"Prostitution Pro Max" - Mona Gucci details how masseuses now offer 'happy ending'

Television presenter, Mona Gucci, has shed light on a concerning trend among young women on social media who are presenting themselves as masseuses, offering what they term as "happy endings."

Mona Gucci details how masseuses now offer 'happy ending'

Speaking on TV3's Lifestyle Show "The Ladies Circle," Gucci highlighted the emergence of these masseuses, who advertise their services online.

"I've seen young ladies on social media nowadays who are claiming to be masseuses like, 'Oh, I am good. That is my job. So we go from house to house. You know, if you want a happy ending.'"

Concerned by this trend, Gucci raised questions, asking, "What is a happy ending? Are we going to have lunch? Dinner? What are you talking about? Think of happiness. You think of food, right? Food makes me happy. So if you make all of us happy, if you say happy ending, what are you insinuating? What are you saying?"

She further illustrated the scenario, saying, "So let's say my husband or my boyfriend will call you because you're advertising yourself on TikTok or social media. Everyone is available, so they will give you a call. 'Ok, come to my house.' 'Ok, so yeah. How much are you charging for a happy ending?'"


Describing the situation as a form of prostitution, Gucci emphasized, "This is, excuse my French, prostitution pro-Max Highly quoted. Because if I say that, 'Oh, I will massage you in your home,' so you're gonna call me and then I come to your home, massage you. 'Oh, I want to pay for a happy ending.'"

Sika Osei, another co-host, added, "We've all come across the term happy ending. You know, we may not be able to break it down in detail what that means now, unfortunately.

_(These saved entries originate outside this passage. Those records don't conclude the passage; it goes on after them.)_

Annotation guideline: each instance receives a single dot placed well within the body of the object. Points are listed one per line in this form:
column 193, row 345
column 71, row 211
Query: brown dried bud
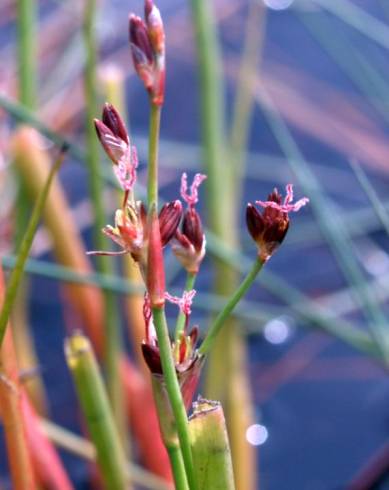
column 169, row 219
column 155, row 28
column 155, row 266
column 113, row 120
column 113, row 135
column 147, row 41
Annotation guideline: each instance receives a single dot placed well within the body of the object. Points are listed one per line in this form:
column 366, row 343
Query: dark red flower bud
column 268, row 229
column 192, row 228
column 169, row 219
column 112, row 119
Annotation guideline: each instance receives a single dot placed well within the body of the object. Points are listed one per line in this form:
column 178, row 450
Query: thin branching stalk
column 375, row 201
column 228, row 351
column 152, row 168
column 180, row 324
column 27, row 52
column 175, row 398
column 333, row 230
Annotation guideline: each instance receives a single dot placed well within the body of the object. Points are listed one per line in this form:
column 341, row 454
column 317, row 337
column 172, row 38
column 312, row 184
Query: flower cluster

"And how maybe all of you people all of us saying, 'Oh, we want to help.' You want to help you. But really, they don't need our help because they are going into it knowingly is because now people are brave enough to actually give rate cards and costs to all for all their services."

She added that most of these young ladies are not ashamed of marketing their "so-called' businesses.


"And they are not shy or bashful about it. It's now out in the open and saying, Listen, there's no need right now to beat about the bush. This is what I'm offering. Are you buying? If not, I'm moving on to the next customer."